For Czechs, Christmas Eve is the big day and Christmas Day is spent relaxing, eating and drinking (we are Czech don't forget). But today is our day to go all out and celebrate. I myself have cleaned the home yesterday in anticipation of today, and today will be spent cooking for tonight's meal and wrapping gifts... with a cocktail in-hand, of course.
Let me share some of our traditions with you...
Czech's spend the afternoon of Christmas Eve at home with their families, decorating the Christmas tree and preparing food for the evening celebration. I have already failed my Czech traditions as I've had my tree up for well over a week now. Tsk Tsk
Traditionally, on Christmas Eve Czechs are only allowed to eat sauerkraut soup during the day in order to see the "golden piglet". This lasts until early evening, when Christmas dinner is served around 6pm.
Um, I have failed at this as well.
After dinner, a bell is rung signifying that Ježíšek has arrived and placed gifts under the tree. Once all the gifts are opened, families play games, or watch christmas movies, or just have a merry time together boozing it up (err, the adults, that is). Midnight mass is attended by some. I always mean to attend, but never quite seem to make it. Shame!
That all being said, this is important so listen up!
Here are some Czech traditions you may want to follow...unless you want to end up dead! (not really)
You should know by now that we're a superstitious bunch.
Christmas Dinner Customs
Disclaimer: Very few of these are still observed today (phew). Can you imagine sticking to them? Although, the superstitious Czech in me is struggling at this very moment...
- No lights should be lit in the house before the first star comes out. After it does, dinner is served. - It's a cloudy day...what does that mean for tonight? No dinner if no star??
- The table should be set for an even number of guests. An odd number brings bad luck or death. - Great, we have three this year. The dog will have to sit at the dinner table
- The legs of the table can be tied with a rope to protect the house from thieves and burglars in the coming year. - Easy enough.
- No one should sit with their back to the door.
- Christmas dinner should consist of nine courses including soup, bread with honey, carp, potato salad, fruit (dried, fresh or canned), dessert (apple strudel or vánočka), and other foods.
- No alcohol should be served on Christmas Eve - GASP!!!!
- No one should ever get up from the Christmas table before dinner is finished. Doing so brings bad luck and death in the family.
- Everyone should finish their dinner and leave nothing on the plate.
- The first person to leave the table after dinner will be the first one to die in the coming year - that is why everyone should get up from the table at the same time. - On the count of three...1, 2...
- Any leftovers from dinner (crumbs, fishbones, etc.) should be buried around the trees to ensure they will bear lots of fruit.
- All household animals should be fed after dinner so that no one goes hungry on Christmas Eve - well since the dog will be sitting at the table already...

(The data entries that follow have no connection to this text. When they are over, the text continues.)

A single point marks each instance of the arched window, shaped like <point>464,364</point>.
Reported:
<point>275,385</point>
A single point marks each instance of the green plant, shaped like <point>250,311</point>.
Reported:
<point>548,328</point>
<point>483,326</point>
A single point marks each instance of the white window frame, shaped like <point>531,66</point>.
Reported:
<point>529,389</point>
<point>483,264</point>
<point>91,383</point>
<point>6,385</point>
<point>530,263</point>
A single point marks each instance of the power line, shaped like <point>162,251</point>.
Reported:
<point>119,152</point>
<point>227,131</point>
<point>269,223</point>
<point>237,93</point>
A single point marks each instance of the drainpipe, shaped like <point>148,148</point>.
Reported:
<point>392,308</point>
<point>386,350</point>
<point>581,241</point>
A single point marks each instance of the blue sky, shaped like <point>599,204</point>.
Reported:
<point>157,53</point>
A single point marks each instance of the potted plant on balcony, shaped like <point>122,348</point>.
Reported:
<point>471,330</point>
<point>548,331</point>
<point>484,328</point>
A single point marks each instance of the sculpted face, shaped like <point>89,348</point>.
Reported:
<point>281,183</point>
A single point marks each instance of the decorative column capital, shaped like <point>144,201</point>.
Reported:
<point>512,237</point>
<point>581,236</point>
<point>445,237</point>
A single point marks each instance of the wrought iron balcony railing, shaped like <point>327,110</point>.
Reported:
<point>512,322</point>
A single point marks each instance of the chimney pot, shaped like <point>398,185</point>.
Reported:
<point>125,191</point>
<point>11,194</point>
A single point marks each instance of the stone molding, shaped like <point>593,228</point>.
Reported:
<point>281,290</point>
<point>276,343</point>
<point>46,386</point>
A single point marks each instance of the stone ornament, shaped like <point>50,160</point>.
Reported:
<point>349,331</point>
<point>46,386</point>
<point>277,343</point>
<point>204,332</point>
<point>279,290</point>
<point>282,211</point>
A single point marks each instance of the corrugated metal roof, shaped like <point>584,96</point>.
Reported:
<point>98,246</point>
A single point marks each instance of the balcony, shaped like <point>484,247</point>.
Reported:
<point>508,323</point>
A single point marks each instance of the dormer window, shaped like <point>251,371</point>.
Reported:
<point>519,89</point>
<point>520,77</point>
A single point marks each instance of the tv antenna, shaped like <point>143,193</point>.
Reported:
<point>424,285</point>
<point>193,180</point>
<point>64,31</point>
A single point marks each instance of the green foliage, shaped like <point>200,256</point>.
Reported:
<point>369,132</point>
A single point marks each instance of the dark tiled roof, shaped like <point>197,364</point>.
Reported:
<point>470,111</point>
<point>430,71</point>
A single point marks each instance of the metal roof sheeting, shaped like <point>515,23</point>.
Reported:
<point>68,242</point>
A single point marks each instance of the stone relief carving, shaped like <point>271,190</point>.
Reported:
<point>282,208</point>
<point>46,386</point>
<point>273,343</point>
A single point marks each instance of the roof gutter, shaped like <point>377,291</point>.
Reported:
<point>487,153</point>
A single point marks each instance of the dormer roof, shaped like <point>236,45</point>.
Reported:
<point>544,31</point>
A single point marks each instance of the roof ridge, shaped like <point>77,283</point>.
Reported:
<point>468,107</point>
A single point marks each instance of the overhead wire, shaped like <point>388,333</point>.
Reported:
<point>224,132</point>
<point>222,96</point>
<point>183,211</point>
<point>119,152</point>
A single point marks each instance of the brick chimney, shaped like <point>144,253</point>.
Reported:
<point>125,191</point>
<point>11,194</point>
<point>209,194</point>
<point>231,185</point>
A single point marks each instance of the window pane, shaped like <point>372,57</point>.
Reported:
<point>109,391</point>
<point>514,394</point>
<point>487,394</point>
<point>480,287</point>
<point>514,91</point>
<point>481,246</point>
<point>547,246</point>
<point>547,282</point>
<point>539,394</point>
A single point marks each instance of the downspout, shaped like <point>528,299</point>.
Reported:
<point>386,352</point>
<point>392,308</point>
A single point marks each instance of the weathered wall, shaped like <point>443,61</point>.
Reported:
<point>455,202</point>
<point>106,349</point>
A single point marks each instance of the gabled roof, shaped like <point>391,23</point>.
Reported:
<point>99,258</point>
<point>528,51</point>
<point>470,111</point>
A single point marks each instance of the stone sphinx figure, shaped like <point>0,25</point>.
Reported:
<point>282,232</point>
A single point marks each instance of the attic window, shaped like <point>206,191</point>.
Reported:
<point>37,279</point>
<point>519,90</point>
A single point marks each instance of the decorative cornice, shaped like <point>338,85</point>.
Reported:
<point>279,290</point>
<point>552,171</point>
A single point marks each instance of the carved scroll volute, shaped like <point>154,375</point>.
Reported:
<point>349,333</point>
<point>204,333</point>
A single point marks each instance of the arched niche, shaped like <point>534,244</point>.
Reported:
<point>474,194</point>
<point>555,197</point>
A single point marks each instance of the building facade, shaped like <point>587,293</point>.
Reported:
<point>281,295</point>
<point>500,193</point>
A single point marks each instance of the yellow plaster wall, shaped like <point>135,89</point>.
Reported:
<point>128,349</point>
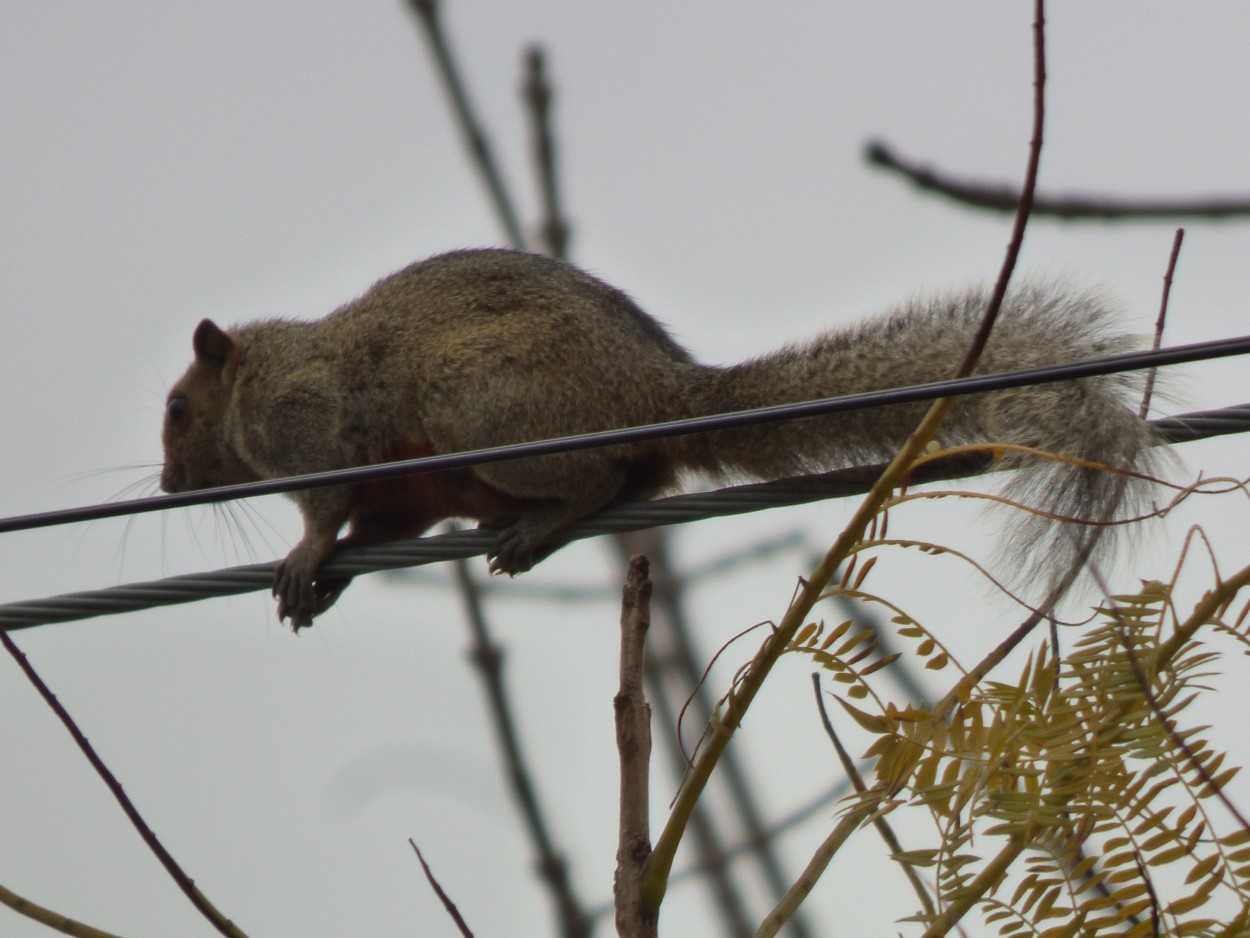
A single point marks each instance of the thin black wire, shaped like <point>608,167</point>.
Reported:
<point>738,499</point>
<point>955,387</point>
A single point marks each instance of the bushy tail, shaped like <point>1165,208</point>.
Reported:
<point>1094,419</point>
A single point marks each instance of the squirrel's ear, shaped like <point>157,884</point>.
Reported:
<point>213,347</point>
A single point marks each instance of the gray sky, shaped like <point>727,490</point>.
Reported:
<point>166,161</point>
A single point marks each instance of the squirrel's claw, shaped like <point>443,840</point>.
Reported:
<point>518,547</point>
<point>300,594</point>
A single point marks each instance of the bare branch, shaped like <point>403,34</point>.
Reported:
<point>634,919</point>
<point>1073,208</point>
<point>443,897</point>
<point>538,95</point>
<point>475,138</point>
<point>488,657</point>
<point>184,882</point>
<point>1163,319</point>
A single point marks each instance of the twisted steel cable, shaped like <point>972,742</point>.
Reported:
<point>676,509</point>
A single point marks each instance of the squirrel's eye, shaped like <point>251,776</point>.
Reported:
<point>175,408</point>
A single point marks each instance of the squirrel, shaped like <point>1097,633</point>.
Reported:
<point>481,348</point>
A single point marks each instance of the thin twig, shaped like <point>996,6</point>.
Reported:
<point>1163,319</point>
<point>538,94</point>
<point>634,919</point>
<point>671,649</point>
<point>868,510</point>
<point>880,823</point>
<point>488,658</point>
<point>1073,208</point>
<point>184,882</point>
<point>475,138</point>
<point>443,897</point>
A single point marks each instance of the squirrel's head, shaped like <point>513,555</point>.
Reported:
<point>195,437</point>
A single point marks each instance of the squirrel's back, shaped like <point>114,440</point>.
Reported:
<point>483,348</point>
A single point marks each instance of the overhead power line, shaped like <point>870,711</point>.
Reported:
<point>736,499</point>
<point>955,387</point>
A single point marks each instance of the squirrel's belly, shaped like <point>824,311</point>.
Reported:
<point>408,505</point>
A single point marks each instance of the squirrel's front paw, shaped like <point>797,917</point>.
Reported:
<point>300,594</point>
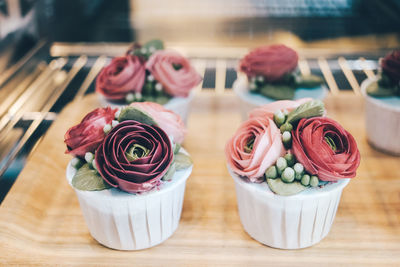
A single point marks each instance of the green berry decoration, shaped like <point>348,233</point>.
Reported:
<point>271,172</point>
<point>299,170</point>
<point>314,181</point>
<point>281,165</point>
<point>279,118</point>
<point>89,157</point>
<point>76,163</point>
<point>287,139</point>
<point>290,159</point>
<point>129,98</point>
<point>288,175</point>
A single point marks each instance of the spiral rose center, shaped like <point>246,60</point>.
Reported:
<point>249,145</point>
<point>136,152</point>
<point>177,66</point>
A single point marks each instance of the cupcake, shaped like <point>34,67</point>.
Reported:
<point>290,164</point>
<point>382,105</point>
<point>269,73</point>
<point>149,73</point>
<point>129,173</point>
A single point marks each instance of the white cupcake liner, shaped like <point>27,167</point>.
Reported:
<point>124,221</point>
<point>250,101</point>
<point>382,122</point>
<point>287,222</point>
<point>179,105</point>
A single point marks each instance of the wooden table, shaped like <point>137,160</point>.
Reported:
<point>41,222</point>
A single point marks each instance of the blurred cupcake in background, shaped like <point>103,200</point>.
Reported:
<point>149,73</point>
<point>382,105</point>
<point>270,73</point>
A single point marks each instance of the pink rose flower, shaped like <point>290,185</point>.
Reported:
<point>88,134</point>
<point>331,162</point>
<point>174,72</point>
<point>271,62</point>
<point>123,75</point>
<point>267,147</point>
<point>167,120</point>
<point>140,174</point>
<point>268,110</point>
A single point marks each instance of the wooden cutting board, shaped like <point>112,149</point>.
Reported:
<point>41,222</point>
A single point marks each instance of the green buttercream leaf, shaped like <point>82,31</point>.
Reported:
<point>182,161</point>
<point>177,148</point>
<point>157,44</point>
<point>308,81</point>
<point>170,173</point>
<point>132,113</point>
<point>376,90</point>
<point>87,179</point>
<point>277,92</point>
<point>285,189</point>
<point>313,108</point>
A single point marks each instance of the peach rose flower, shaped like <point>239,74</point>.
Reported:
<point>272,62</point>
<point>174,72</point>
<point>256,145</point>
<point>167,120</point>
<point>123,75</point>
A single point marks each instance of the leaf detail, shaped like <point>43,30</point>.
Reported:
<point>87,179</point>
<point>313,108</point>
<point>182,161</point>
<point>285,189</point>
<point>132,113</point>
<point>156,44</point>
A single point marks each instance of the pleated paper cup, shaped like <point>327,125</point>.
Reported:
<point>382,120</point>
<point>250,101</point>
<point>179,105</point>
<point>124,221</point>
<point>287,222</point>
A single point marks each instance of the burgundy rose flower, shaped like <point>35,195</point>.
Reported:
<point>391,66</point>
<point>88,134</point>
<point>271,62</point>
<point>325,149</point>
<point>122,76</point>
<point>174,72</point>
<point>134,156</point>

And if that's not enough... here are some more tasks for us to do:
The Cutting of an Apple
After Christmas dinner, every person present at the table cuts an apple in half (crosswise, from the stem down). Both halves are shown to everyone around the table. If the core is shaped as a star, it means that everyone will get together next year in happiness and health. A four-pointed cross is a bad omen and means that someone at the table will fall ill or die within a year.